The Supreme Court agreed with the government and dismissed the case, in part because Solicitor General Verrilli, arguing for the government, said repeatedly that criminal defendants against whom FAA surveillance was used would “clearly” have legal standing to challenge the constitutionality of the statute, unlike the lawyers and journalists who sued in Clapper. (Based on the Clapper decision, CCR’s own case against the Bush-era warrantless surveillance, CCR v. Bush, was dismissed — ironically, four days after Edward Snowden’s revelations about the scope of surveillance under the FAA became public.)
As it turned out, this statement wasn’t true at the time Verrilli made it; the government hid the fact that FAA surveillance was used in criminal cases from the defendants against who it was used, so in fact, no one had the ability to challenge the constitutionality of the FAA. Once this became public, the government, quickly backtracking, started informing defendants that surveillance under the FAA had been used in their cases.
One of the first to receive such notice is Mohamed Osman Mohamud. He lost his constitutional challenge to the FAA in trial court and the federal Court of Appeals for the Ninth Circuit, and he is now asking the Supreme Court to review his case, and hold that the FAA violated the Fourth Amendment because it permits open-ended surveillance of Americans’ international communications without any individualized cause or meaningful judicial oversight. The government will likely file its opposition in the fall and the Supreme Court should decide whether or not to take the case before the end of the year.

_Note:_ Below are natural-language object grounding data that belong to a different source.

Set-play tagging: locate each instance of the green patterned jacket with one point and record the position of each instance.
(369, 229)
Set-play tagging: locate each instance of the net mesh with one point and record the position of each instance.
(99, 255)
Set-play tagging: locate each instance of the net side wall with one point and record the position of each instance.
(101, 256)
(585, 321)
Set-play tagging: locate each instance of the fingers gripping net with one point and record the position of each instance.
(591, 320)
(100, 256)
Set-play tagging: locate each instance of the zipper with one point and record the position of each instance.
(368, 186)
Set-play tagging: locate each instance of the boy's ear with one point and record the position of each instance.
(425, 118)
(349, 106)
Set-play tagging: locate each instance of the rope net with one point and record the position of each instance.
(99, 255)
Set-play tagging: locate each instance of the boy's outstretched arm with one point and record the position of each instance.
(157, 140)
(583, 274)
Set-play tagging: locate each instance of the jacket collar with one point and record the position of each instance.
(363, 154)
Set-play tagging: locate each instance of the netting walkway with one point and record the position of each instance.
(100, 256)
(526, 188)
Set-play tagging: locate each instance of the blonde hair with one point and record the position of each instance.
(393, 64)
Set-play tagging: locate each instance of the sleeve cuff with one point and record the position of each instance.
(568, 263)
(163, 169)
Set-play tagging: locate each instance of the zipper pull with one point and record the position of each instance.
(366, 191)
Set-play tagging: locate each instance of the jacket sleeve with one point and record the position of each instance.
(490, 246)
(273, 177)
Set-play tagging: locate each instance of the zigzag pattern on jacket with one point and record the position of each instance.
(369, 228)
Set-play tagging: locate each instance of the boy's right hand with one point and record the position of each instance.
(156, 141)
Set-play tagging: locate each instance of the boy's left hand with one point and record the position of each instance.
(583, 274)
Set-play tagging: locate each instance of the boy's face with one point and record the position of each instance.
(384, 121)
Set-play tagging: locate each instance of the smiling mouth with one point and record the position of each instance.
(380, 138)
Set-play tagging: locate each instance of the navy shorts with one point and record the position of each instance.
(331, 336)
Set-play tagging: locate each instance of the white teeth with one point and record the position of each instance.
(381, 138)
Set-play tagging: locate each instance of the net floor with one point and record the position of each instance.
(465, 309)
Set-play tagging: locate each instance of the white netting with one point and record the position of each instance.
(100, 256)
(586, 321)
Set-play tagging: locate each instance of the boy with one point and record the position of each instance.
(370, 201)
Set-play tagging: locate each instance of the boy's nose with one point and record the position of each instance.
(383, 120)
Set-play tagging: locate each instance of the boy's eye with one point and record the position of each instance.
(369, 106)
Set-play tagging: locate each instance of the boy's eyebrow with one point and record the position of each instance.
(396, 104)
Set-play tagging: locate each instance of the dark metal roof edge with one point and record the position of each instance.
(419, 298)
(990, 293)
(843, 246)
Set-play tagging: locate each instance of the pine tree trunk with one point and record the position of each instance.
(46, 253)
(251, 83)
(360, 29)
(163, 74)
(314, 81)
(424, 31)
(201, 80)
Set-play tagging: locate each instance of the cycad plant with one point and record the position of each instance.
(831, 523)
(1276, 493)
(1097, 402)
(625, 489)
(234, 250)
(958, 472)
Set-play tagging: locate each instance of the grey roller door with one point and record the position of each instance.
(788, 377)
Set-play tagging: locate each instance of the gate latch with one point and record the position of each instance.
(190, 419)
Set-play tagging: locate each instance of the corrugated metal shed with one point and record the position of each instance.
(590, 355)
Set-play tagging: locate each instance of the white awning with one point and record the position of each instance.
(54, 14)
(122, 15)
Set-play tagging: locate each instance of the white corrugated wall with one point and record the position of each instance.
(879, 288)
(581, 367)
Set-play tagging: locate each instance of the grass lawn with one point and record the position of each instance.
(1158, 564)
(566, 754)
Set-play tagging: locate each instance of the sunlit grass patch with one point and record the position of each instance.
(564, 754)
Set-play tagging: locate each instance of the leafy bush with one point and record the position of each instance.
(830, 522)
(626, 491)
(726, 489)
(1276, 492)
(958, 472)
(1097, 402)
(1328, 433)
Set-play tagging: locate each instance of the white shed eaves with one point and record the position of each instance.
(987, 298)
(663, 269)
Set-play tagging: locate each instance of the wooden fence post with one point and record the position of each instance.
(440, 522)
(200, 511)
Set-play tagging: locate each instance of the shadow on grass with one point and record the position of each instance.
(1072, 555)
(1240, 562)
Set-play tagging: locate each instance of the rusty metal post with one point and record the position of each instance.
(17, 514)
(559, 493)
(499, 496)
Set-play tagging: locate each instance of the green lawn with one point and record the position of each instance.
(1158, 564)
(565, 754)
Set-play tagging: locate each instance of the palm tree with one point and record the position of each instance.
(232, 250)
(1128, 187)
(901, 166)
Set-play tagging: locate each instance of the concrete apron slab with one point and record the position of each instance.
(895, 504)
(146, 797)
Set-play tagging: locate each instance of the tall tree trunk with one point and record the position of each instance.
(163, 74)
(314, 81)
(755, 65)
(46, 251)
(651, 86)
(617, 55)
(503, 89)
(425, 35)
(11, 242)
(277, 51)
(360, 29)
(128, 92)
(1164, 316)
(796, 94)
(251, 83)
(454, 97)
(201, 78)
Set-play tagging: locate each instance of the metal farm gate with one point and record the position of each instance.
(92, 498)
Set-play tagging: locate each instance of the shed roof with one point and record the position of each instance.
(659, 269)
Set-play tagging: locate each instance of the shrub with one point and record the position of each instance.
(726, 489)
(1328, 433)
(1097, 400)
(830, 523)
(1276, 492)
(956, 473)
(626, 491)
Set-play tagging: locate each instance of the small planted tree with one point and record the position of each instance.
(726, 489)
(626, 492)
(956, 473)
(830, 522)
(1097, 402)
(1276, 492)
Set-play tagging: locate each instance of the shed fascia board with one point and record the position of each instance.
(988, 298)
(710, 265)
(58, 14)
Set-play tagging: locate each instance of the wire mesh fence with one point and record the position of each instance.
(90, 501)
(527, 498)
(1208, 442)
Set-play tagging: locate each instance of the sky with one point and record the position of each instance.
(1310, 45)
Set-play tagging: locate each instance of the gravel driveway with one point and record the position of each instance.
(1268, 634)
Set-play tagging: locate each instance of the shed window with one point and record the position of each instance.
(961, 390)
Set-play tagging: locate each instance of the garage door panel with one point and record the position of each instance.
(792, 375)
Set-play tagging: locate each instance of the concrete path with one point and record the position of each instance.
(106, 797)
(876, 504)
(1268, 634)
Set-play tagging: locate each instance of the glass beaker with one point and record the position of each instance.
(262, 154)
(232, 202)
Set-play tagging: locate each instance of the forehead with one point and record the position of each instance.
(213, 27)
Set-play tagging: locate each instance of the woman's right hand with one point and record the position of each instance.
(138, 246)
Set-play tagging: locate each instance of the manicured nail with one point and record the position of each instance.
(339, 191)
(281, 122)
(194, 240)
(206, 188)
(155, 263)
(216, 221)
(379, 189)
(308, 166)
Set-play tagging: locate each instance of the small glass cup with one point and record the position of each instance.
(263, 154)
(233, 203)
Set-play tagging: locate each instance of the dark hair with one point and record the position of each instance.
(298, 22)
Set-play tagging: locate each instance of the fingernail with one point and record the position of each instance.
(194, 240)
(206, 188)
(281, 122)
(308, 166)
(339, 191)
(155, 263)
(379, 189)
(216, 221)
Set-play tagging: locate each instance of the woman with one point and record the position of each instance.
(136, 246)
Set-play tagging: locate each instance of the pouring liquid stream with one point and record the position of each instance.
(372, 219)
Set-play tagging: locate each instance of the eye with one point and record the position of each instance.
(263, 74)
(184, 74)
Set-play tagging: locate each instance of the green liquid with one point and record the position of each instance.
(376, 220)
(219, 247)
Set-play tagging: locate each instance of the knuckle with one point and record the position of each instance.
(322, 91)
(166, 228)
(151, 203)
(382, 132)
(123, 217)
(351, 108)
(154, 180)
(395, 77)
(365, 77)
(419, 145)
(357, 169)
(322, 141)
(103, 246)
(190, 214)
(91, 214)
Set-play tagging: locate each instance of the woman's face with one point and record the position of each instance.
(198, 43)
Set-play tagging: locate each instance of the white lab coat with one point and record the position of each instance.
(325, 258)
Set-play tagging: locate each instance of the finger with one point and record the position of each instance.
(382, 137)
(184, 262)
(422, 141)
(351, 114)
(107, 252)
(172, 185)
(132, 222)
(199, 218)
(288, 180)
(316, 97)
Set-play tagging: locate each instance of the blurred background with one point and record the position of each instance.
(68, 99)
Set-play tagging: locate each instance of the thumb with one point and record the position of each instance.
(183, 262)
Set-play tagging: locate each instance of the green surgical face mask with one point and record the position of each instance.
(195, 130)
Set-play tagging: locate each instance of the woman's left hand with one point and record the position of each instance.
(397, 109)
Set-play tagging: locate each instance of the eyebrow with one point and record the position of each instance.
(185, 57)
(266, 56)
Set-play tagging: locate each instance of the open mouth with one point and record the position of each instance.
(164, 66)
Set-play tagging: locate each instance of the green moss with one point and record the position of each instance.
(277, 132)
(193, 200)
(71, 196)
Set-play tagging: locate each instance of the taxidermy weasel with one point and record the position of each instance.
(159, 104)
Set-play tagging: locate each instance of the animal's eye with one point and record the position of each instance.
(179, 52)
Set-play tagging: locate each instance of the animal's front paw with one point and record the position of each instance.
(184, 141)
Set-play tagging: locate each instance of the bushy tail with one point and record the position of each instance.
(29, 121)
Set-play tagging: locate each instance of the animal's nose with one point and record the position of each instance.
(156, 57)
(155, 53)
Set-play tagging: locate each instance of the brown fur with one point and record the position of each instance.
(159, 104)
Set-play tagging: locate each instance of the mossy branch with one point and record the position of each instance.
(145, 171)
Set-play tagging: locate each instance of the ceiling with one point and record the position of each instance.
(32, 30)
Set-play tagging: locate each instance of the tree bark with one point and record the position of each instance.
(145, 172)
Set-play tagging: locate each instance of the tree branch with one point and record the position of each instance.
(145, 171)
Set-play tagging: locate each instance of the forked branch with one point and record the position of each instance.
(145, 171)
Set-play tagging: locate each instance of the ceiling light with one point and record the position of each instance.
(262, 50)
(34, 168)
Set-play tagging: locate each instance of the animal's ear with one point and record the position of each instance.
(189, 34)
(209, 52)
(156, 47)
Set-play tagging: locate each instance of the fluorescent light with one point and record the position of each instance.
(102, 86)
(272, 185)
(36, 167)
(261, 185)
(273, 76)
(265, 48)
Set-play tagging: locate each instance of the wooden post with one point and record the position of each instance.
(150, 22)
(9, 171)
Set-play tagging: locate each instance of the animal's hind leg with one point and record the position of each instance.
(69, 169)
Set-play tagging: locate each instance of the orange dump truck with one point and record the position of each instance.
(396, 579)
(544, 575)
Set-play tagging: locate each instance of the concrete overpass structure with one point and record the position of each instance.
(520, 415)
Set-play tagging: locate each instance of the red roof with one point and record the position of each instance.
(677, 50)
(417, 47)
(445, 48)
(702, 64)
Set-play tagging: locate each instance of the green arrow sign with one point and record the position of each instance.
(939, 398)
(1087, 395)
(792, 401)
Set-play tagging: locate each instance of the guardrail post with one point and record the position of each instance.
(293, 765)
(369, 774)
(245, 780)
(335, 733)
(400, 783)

Mohamud v. United States presents a ripe opportunity for the Supreme Court to decide the constitutionality of FAA once and for all. It has evaded review for years, and the Court should grant certiorari to decide, at long last, whether this scheme, which grants the government a frightening level of authority and the rest of us very little in the way of privacy, is consistent with the Fourth Amendment and the separation of powers.